Dizem-nos agora que toda a responsabilidade pelo falhanço está do lado do Governo grego que se mantém irrazoável e não dá confiança aos credores. Ora, é exatamente o contrário. A intransigência dos credores e as exigências irrazoáveis que impõem à Grécia é que são responsáveis pelo drama que se avizinha.

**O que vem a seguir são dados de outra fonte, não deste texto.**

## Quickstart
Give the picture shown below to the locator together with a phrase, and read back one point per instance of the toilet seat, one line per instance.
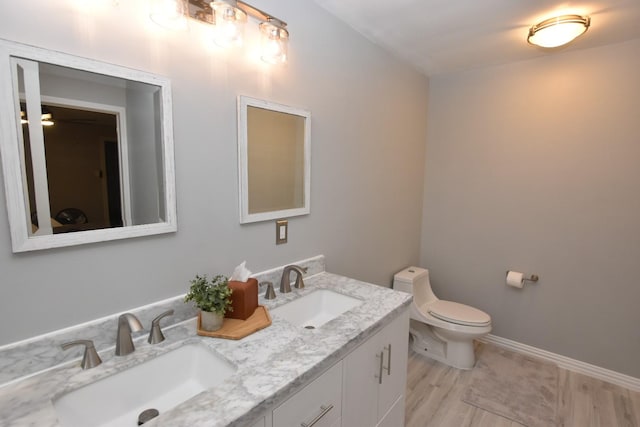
(457, 313)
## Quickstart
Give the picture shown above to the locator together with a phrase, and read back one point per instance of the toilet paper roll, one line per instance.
(515, 279)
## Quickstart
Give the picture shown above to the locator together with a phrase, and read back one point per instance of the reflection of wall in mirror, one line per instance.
(275, 160)
(145, 152)
(76, 169)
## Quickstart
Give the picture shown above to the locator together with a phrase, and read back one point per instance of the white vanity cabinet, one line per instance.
(375, 376)
(319, 404)
(353, 393)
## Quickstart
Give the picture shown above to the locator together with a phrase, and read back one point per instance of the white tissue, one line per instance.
(240, 273)
(515, 279)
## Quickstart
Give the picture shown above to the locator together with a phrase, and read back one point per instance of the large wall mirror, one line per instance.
(87, 149)
(274, 157)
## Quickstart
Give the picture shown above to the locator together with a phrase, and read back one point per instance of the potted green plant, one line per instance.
(213, 298)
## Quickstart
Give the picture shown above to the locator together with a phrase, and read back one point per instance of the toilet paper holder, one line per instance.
(532, 278)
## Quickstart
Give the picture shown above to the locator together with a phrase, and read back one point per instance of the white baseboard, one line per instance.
(567, 363)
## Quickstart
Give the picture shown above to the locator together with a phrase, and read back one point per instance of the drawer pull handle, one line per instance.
(323, 411)
(379, 376)
(388, 359)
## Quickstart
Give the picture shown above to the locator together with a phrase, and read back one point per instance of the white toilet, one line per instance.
(442, 330)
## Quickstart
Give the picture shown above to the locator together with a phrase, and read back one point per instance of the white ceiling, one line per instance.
(442, 36)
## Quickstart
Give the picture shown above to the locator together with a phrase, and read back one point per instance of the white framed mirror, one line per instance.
(274, 160)
(87, 149)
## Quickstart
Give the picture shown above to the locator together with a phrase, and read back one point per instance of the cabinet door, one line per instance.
(394, 346)
(361, 385)
(395, 416)
(369, 397)
(318, 404)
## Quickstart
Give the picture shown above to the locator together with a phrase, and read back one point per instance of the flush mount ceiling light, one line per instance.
(45, 120)
(170, 14)
(227, 19)
(558, 31)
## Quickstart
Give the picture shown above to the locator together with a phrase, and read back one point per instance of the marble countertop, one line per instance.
(271, 364)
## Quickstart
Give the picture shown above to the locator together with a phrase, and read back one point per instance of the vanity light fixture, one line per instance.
(274, 41)
(558, 31)
(229, 22)
(228, 18)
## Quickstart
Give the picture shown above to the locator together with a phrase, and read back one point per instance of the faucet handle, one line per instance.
(270, 293)
(155, 335)
(90, 359)
(299, 282)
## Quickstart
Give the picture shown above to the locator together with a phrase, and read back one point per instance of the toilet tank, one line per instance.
(406, 279)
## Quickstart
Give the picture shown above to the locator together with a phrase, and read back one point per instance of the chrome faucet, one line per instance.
(155, 335)
(285, 281)
(90, 358)
(127, 323)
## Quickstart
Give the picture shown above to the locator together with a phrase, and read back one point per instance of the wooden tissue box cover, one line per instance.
(244, 299)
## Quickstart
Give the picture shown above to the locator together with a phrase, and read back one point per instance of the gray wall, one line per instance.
(368, 142)
(533, 166)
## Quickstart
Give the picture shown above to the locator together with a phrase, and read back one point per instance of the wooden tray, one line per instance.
(235, 329)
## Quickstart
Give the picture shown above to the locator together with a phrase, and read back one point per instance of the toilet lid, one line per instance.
(459, 313)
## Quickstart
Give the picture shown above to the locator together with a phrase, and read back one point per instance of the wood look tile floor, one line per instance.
(434, 392)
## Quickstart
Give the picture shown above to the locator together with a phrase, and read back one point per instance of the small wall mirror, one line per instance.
(274, 160)
(87, 149)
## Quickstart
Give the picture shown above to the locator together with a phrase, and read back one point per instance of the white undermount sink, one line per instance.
(317, 308)
(160, 383)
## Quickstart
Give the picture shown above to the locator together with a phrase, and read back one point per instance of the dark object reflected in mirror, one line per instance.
(84, 136)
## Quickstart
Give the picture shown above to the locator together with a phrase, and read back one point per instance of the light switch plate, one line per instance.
(282, 231)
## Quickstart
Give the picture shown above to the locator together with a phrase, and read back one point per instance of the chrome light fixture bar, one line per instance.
(228, 18)
(558, 31)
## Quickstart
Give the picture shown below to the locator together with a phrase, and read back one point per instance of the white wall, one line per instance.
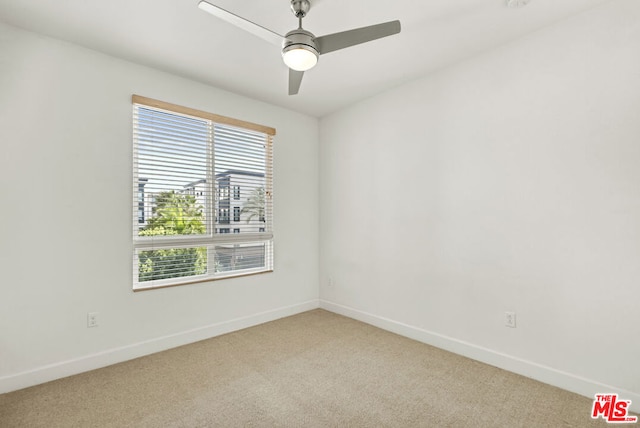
(509, 182)
(65, 210)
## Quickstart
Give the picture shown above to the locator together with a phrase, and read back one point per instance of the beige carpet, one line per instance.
(315, 369)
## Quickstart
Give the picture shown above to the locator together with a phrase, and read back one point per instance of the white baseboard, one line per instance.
(548, 375)
(117, 355)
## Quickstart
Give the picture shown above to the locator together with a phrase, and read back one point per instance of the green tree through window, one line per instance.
(175, 214)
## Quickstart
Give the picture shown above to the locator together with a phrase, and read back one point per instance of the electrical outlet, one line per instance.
(510, 319)
(92, 319)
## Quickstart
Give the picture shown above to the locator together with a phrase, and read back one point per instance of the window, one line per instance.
(184, 164)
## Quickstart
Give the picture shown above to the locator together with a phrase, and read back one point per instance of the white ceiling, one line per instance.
(176, 36)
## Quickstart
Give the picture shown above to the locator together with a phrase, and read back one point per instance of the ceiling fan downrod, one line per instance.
(300, 8)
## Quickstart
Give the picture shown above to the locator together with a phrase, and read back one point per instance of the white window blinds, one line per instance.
(202, 187)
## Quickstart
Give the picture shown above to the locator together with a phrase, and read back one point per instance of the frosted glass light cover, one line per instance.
(300, 59)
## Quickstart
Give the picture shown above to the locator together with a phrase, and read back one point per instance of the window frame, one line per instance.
(214, 237)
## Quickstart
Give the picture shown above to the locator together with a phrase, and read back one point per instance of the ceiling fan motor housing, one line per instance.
(300, 39)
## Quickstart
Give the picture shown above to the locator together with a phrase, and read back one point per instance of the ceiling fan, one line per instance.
(300, 48)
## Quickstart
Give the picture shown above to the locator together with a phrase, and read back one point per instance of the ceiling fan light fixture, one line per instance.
(300, 57)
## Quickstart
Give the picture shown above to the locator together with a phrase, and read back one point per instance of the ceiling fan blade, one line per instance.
(344, 39)
(295, 78)
(238, 21)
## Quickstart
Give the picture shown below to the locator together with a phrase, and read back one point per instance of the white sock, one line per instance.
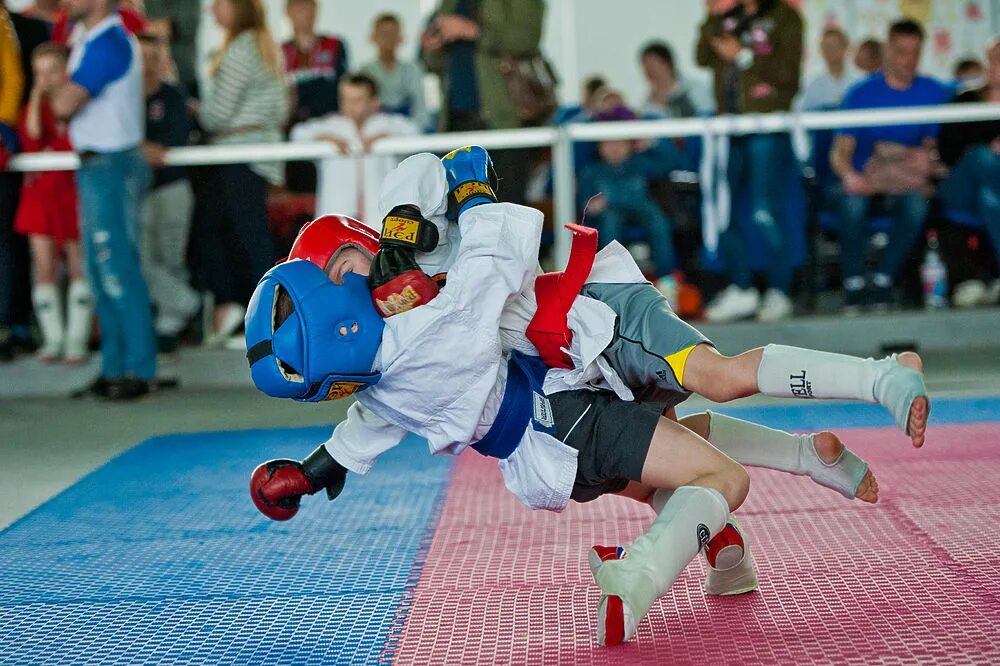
(688, 520)
(48, 312)
(79, 309)
(792, 372)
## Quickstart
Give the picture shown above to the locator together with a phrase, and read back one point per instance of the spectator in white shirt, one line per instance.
(826, 90)
(344, 181)
(400, 84)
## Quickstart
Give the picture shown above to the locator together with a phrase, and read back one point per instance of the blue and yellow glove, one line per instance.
(471, 179)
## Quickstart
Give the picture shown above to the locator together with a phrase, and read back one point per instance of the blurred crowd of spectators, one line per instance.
(746, 220)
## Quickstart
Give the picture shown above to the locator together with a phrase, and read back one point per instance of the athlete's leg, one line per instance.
(706, 485)
(820, 456)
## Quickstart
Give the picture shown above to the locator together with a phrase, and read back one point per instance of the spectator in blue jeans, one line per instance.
(105, 104)
(895, 162)
(972, 151)
(616, 186)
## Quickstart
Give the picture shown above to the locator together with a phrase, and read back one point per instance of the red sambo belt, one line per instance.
(549, 330)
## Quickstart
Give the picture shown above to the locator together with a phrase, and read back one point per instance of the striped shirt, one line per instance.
(247, 103)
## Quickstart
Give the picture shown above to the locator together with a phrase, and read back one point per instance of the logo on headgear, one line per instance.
(340, 390)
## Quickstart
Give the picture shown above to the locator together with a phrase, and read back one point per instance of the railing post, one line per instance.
(564, 192)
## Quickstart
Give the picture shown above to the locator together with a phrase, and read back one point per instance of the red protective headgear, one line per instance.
(320, 240)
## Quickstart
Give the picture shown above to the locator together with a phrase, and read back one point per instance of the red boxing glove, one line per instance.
(397, 282)
(277, 486)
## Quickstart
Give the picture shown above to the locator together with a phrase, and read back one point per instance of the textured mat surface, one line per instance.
(160, 557)
(909, 581)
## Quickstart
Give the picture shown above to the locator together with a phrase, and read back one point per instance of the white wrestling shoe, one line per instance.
(730, 564)
(775, 306)
(733, 304)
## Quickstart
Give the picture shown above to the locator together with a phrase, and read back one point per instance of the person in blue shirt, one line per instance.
(893, 161)
(104, 104)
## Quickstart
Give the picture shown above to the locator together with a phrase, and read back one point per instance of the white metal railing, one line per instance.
(561, 139)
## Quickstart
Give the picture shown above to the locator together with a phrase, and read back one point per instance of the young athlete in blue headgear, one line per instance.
(482, 390)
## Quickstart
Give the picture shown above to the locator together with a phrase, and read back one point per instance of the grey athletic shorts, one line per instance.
(611, 436)
(651, 343)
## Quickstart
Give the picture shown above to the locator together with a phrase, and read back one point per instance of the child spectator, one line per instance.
(313, 62)
(669, 96)
(400, 84)
(48, 216)
(358, 125)
(617, 187)
(165, 218)
(968, 75)
(868, 57)
(826, 91)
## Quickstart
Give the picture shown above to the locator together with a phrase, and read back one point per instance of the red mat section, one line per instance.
(913, 579)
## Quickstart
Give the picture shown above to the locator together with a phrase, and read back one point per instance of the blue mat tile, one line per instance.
(160, 557)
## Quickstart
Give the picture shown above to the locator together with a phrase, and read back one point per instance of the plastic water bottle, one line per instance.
(934, 276)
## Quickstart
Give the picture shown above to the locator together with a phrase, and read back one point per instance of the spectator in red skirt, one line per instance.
(313, 62)
(48, 216)
(132, 18)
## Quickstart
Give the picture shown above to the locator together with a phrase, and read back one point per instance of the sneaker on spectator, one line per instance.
(733, 304)
(775, 306)
(130, 388)
(99, 388)
(969, 294)
(667, 286)
(855, 300)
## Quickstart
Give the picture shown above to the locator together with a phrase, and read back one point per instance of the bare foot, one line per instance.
(829, 447)
(916, 424)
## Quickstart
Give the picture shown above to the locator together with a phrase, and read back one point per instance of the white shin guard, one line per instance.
(759, 446)
(792, 372)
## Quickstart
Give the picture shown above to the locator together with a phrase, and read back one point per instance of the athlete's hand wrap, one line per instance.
(277, 486)
(471, 179)
(396, 281)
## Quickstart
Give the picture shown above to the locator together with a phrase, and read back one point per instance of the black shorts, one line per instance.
(611, 436)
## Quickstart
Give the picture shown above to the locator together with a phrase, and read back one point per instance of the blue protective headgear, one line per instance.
(326, 348)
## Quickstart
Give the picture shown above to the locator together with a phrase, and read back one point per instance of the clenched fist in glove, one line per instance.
(397, 282)
(277, 486)
(471, 179)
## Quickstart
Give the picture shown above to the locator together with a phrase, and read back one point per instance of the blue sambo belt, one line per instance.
(524, 403)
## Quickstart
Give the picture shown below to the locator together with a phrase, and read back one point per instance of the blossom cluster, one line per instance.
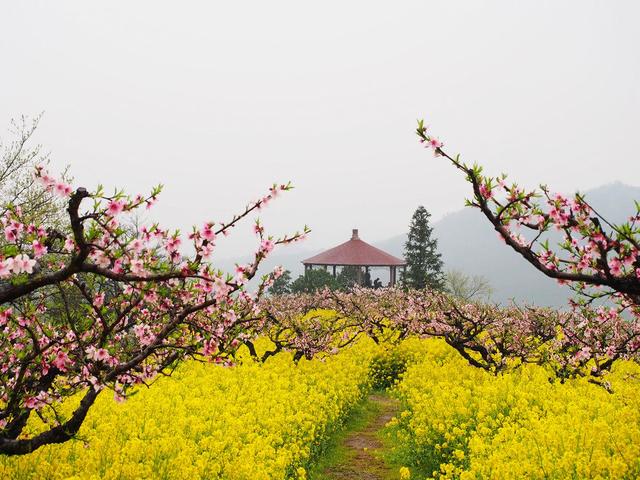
(252, 421)
(106, 302)
(596, 258)
(494, 338)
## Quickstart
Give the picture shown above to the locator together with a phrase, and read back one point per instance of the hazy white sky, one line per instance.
(217, 100)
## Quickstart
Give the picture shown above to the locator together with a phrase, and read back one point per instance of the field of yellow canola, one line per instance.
(246, 422)
(461, 422)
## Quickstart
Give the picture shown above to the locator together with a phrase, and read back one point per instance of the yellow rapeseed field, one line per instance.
(246, 422)
(461, 422)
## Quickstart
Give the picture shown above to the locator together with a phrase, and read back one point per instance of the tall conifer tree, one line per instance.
(424, 265)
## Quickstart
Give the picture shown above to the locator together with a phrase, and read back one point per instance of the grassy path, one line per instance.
(357, 453)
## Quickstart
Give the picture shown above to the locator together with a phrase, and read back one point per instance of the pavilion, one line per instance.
(356, 252)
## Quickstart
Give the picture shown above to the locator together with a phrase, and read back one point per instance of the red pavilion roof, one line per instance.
(355, 252)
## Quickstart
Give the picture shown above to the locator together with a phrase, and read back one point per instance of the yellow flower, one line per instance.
(405, 473)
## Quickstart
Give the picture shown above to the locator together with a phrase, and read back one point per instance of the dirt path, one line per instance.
(362, 459)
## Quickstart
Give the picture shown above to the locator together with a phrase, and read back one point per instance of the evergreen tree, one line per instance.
(424, 265)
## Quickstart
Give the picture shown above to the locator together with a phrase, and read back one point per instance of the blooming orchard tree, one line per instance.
(101, 304)
(598, 259)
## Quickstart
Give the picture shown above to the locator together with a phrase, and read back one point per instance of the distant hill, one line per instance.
(469, 243)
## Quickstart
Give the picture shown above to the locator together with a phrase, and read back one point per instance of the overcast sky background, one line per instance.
(217, 100)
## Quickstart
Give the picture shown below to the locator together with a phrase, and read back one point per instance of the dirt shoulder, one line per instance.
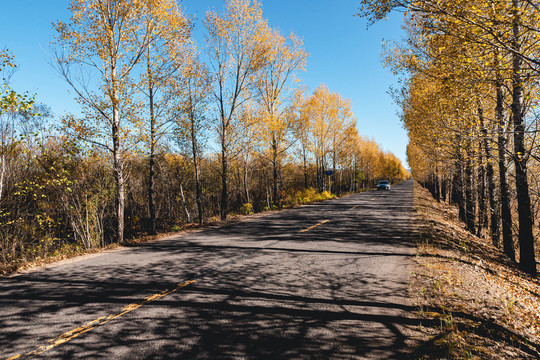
(474, 303)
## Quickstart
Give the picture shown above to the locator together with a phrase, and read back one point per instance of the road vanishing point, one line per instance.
(322, 281)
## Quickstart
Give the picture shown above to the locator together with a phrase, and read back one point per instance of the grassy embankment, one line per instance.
(49, 251)
(477, 303)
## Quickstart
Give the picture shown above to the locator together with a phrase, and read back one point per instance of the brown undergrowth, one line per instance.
(474, 303)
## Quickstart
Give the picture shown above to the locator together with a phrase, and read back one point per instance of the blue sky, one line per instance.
(344, 55)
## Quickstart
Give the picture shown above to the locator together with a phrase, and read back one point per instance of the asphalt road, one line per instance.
(328, 280)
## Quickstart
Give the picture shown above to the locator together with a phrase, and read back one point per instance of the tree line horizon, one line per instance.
(137, 161)
(469, 103)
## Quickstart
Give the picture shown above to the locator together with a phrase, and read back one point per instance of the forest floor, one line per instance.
(476, 303)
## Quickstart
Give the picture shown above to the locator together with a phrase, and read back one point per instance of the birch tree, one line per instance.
(97, 51)
(237, 49)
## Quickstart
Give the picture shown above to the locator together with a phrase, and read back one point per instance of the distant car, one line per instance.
(383, 185)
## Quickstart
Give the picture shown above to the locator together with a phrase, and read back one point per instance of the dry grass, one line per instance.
(476, 304)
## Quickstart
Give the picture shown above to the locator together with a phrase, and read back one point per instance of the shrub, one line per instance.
(246, 209)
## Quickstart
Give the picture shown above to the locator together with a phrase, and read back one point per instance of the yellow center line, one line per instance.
(314, 226)
(65, 337)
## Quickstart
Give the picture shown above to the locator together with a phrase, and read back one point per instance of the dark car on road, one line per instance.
(383, 185)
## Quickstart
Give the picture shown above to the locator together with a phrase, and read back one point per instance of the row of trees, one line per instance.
(469, 105)
(171, 133)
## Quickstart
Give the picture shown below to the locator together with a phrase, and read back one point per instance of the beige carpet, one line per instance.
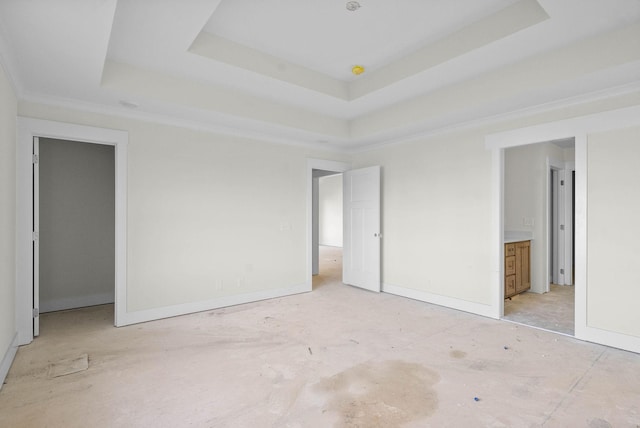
(552, 311)
(335, 357)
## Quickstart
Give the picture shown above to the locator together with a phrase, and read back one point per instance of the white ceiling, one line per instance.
(280, 69)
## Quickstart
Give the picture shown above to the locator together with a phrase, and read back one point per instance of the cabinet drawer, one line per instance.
(510, 265)
(510, 250)
(509, 286)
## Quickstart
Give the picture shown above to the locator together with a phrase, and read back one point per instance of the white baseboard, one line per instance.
(437, 299)
(7, 360)
(128, 318)
(75, 302)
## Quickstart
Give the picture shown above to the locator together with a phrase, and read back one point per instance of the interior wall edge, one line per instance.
(8, 358)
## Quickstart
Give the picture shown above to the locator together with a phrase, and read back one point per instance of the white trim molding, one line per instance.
(29, 128)
(440, 300)
(577, 128)
(207, 305)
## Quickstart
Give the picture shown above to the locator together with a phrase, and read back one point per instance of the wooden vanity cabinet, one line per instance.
(517, 272)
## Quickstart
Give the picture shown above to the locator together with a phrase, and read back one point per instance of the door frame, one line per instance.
(325, 165)
(554, 219)
(29, 128)
(578, 128)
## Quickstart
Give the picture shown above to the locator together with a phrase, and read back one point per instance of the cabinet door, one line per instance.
(523, 274)
(510, 265)
(509, 286)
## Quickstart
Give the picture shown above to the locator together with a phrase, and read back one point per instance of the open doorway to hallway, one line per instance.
(74, 216)
(538, 208)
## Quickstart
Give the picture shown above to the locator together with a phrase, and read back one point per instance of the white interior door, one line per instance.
(361, 246)
(36, 237)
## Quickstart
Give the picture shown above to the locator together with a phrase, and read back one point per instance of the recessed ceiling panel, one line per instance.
(326, 37)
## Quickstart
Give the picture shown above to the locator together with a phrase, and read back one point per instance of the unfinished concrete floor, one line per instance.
(552, 311)
(336, 357)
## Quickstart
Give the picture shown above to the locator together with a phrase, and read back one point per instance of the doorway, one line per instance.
(74, 220)
(538, 205)
(28, 129)
(328, 228)
(361, 219)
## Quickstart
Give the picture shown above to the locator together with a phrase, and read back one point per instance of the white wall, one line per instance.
(77, 224)
(212, 219)
(613, 268)
(330, 210)
(8, 109)
(436, 210)
(526, 196)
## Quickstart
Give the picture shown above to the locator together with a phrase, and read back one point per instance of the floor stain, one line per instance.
(456, 353)
(599, 423)
(383, 394)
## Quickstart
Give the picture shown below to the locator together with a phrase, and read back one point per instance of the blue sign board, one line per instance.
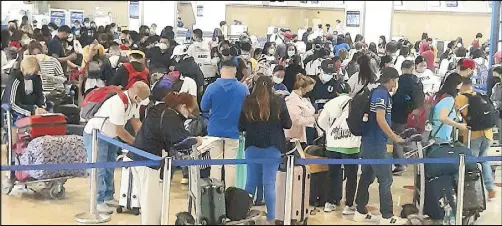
(58, 17)
(76, 15)
(134, 9)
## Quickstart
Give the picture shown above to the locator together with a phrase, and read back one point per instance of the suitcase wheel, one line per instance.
(135, 211)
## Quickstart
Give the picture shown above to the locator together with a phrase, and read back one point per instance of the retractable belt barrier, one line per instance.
(94, 217)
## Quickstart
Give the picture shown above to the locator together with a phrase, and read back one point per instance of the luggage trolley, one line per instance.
(53, 188)
(194, 194)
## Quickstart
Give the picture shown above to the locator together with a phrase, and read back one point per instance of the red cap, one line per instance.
(288, 35)
(468, 63)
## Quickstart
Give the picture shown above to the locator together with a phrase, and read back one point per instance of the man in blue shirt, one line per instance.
(374, 146)
(223, 101)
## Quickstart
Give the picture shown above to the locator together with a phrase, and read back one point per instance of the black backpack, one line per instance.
(358, 107)
(481, 114)
(238, 203)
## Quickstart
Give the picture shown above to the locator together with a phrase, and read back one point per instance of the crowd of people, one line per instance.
(292, 88)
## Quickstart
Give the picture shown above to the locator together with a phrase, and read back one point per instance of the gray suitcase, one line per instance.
(212, 200)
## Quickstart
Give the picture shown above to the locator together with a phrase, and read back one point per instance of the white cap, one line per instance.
(179, 50)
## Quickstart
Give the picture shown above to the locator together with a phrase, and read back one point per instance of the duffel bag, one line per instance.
(446, 150)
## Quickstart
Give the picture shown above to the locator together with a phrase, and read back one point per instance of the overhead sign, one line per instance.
(58, 16)
(76, 15)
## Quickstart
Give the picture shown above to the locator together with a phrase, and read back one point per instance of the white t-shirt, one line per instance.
(112, 114)
(189, 86)
(430, 81)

Esta intransigência encerra, por outro lado, uma grande contradição. Como é por demais sabido, a Grécia beneficiou do reescalonamento da sua dívida no passado recente. As maturidades da dívida foram prolongadas e as taxas de juro desceram. O resultado é que a dívida pública grega se tornou sustentável. Segundo o think tank de Bruxelas, Breugel, a dívida pública efetiva da Grécia representa apenas cerca de 60 por cento do PIB grego. Isto parece ser sustentável, desde que a economia do país possa funcionar normalmente. Por outras palavras, a Grécia pode dizer-se solvente mas sem liquidez.

Os credores, no entanto, mantêm fechada a torneira do dinheiro. Em resultado, os mercados financeiros especulam que o Governo grego não possa vir a respeitar o prazo do próximo pagamento e terá de entrar em incumprimento. As taxas de juro da dívida soberana grega dispararam para níveis que tornam insustentável o serviço da dívida e que impossibilitam que o Governo grego se financie nos mercados. A especulação autoalimenta-se e está a empurrar o Governo grego para o default. Mas é preciso sublinhar que isto é o resultado da decisão dos credores de não darem liquidez ao Governo grego.

O Banco Central Europeu (BCE) tem uma grande responsabilidade. Ao fornecer liquidez pode desatar o nó em que o Governo grego está metido. Recusar essa liquidez faria do BCE o mais importante ator responsável pelo incumprimento grego e uma possível saída da Grécia do euro.